Takashi Murakami adalah salah satu seniman kontemporer Jepang yang paling ikonik. Dari lukisan hingga pahatan skala besar dan kolaborasi mode, karya Murakami dipengaruhi oleh manga dan anime. Pendiri gerakan Superflat dan kolektif seniman Kaikai Kiki, Murakami telah mengembangkan dan mendukung karir banyak orang sezamannya. Istilah 'superflat' menggambarkan karakteristik estetik dari tradisi artistik Jepang, dan sifat budaya Jepang pasca-perang dan masyarakat. Tradisi meninggalkan warisan pencitraan dua dimensi yang datar, dengan penekanan pada bidang datar warna, yang telah diuraikan kembali dalam budaya kontemporer melalui manga dan anime. Jepang pasca perang juga mengalami 'perataan' perbedaan kelas sosial dan selera populer. Praktik Murakami sendiri melibatkan elemen pengemasan ulang yang biasanya dianggap 'rendah' ​​atau sub-budaya dan menyajikannya di pasar seni dan fashion 'seni' yang tinggi. Provokatifnya My Loneome Cowboy (1998) dijual di Sotheby's New York untuk mencatat $ 15.2 juta di 2008. Selain karya seninya, Murakami telah bekerja sama dengan Marc Jacobs, Louis Vuitton, dan Issey Miyake.

Tatsuo Miyajima

Tatsuo Miyajima adalah seorang pematung dan seniman instalasi yang karya teknologinya yang tinggi menggunakan material kontemporer seperti sirkuit listrik, video, dan komputer, yang berpusat pada penggunaan gadget sejak 1980. Konsep-konsep artistik inti Miyajima menarik inspirasi dari ide-ide humanis dan ajaran Buddha.
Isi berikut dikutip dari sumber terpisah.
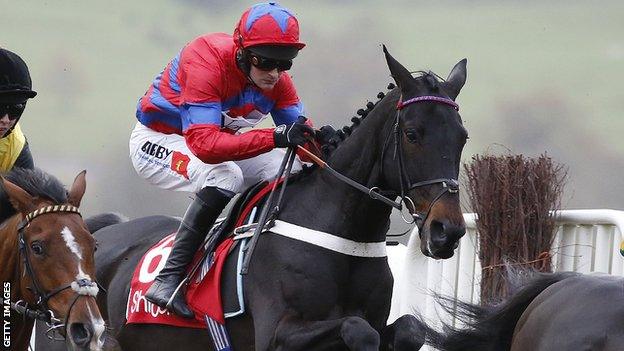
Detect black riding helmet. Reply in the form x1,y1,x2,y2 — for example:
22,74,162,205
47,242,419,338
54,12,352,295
0,48,37,104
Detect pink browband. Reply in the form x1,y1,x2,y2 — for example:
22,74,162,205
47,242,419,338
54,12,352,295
397,95,459,111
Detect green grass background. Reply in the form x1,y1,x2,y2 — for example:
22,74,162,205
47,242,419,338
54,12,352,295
0,0,624,229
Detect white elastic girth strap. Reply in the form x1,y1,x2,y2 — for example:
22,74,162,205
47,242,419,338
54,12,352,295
265,220,387,257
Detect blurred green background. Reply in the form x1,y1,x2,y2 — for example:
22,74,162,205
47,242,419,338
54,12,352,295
0,0,624,229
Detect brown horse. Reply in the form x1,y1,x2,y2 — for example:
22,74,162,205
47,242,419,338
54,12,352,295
0,169,105,350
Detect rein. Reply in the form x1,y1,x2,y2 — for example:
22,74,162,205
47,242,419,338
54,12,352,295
10,205,98,340
298,95,459,233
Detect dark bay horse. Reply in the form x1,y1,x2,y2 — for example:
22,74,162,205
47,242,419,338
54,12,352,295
62,47,467,351
420,272,624,351
0,169,105,351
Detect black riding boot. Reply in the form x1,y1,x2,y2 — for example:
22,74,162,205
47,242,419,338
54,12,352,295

Penghitung LED dalam instalasinya terus menerus berkedip dalam pengulangan dari 1 ke 9, melambangkan perjalanan dari hidup ke mati, tetapi menghindari finalitas, yang diwakili oleh 0 dan tidak pernah muncul dalam karyanya. Angka-angka yang selalu hadir, disajikan dalam grid, menara, dan sirkuit mengungkapkan minatnya pada ide-ide kontinuitas, koneksi, keabadian, dan aliran waktu dan ruang. Baru-baru ini, karya Miyajima berjudul Panah Waktu (Hidup yang Belum Selesai) dipamerkan di pameran perdana Met Breuer, Belum selesai: Pikiran Kiri Terlihat di New York City.
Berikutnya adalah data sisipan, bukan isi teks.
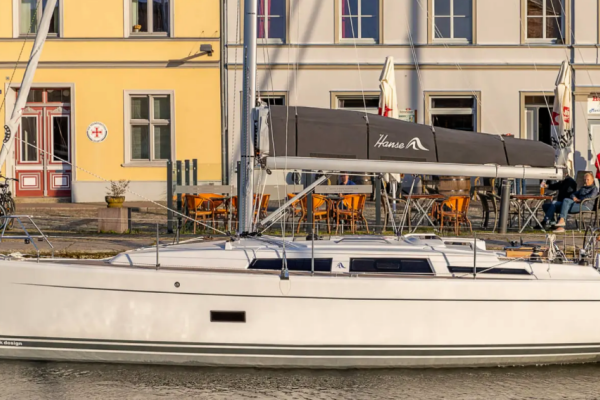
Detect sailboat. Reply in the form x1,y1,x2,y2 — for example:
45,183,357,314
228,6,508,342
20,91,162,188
0,0,600,368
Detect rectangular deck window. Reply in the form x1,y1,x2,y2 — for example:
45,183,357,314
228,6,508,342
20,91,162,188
350,258,433,274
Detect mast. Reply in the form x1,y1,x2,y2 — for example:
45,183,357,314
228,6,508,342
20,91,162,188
238,0,258,235
0,0,58,168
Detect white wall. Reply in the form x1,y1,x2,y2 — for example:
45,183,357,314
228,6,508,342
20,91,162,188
227,0,600,184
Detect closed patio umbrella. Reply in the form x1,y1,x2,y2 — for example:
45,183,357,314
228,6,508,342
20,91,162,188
379,56,400,206
552,60,575,177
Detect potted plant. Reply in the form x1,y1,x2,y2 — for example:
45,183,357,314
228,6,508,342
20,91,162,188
104,179,129,208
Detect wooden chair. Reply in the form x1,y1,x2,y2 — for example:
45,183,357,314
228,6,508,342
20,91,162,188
185,194,215,234
438,196,473,236
287,193,302,219
333,194,369,234
198,193,229,226
231,194,271,229
297,194,331,233
475,190,499,232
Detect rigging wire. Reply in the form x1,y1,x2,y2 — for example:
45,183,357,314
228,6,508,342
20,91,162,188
0,0,42,112
342,0,369,119
417,0,499,132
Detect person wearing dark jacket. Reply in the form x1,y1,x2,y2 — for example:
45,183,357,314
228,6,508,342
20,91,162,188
544,172,598,232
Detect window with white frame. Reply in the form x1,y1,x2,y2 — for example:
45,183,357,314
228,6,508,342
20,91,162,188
129,94,171,162
429,96,477,131
433,0,473,43
337,95,379,114
256,93,287,106
527,0,565,41
257,0,286,43
19,0,62,36
131,0,173,35
338,0,379,43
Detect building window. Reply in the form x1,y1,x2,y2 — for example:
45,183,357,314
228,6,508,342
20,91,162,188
433,0,473,43
430,96,477,131
337,95,379,114
19,0,61,36
258,0,286,43
129,95,171,162
256,94,286,106
131,0,172,35
527,0,565,41
339,0,380,43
藍色 地平線 | © Bowy Gavid Bowie Chan / Flickr

Yayoi Kusama

Dengan karir yang mencengangkan selama tujuh dekade, Yayoi Kusama telah menjelajahi bidang lukisan, gambar, kolase, patung, pertunjukan, film, seni grafis, instalasi dan seni lingkungan, serta sastra, mode, dan desain produk. Kusama telah mengembangkan gaya seni polka dotted yang sangat khas, yang sejak itu menjadi ciri khasnya. Visi ilusi semacam itu adalah, bagi Kusama, hasil halusinasi yang telah ia alami sejak kecil, di mana dunia tampaknya ditutupi oleh bentuk-bentuk yang berkembang biak. Kusama telah mencakup seluruh ruangan dengan titik-titik penuh warna dan cermin 'tak terbatas' yang tanpa henti memantulkan bentuk-bentuk cahaya yang berwarna-warni.
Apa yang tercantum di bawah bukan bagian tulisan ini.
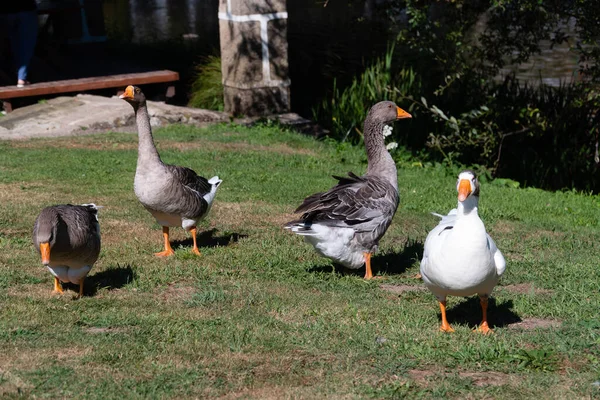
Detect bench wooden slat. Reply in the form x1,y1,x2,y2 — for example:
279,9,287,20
0,70,179,99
Yayoi Kusama, Aftermath of Obliteration of Eternity [Tampilan Instalasi], 2009 | © Andrew Russeth / Flickr

Yoshitomo Nara

Yoshitomo Nara menciptakan lukisan, patung, dan gambar yang menggambarkan anak-anak dan anjing bermata lebar tanda tangannya - subjek yang mencoba menangkap rasa kebosanan dan frustrasi anak-anak, dan merebut kembali kemandirian alami yang ganas kepada anak-anak. Mengingatkan pada ilustrasi buku tradisional, estetikanya menyajikan ketegangan yang gelisah, sebagian dipengaruhi oleh kecintaan Nara pada punk rock. Judul karyanya adalah kesaksian ini, dari Gadis dengan Pisau di Sisi Her (1991) ke Diam Kekerasan (1998) Neurotik ke Tulang (1999), dan Tidak Ada (2000). Di 2011, Asia Society Museum di New York City mengadakan pameran tunggal pertamanya yang berjudul Yoshitomo Nara: Tidak ada yang Bodoh, yang terdiri dari pekerjaan yang mencakup karir 20 tahun seniman. Karya-karya di acara itu terkait erat dengan kepekaan subkultur pemuda di seluruh dunia, berfokus pada tema alienasi dan pemberontakan, khususnya dalam kaitannya dengan musik rock dan punk.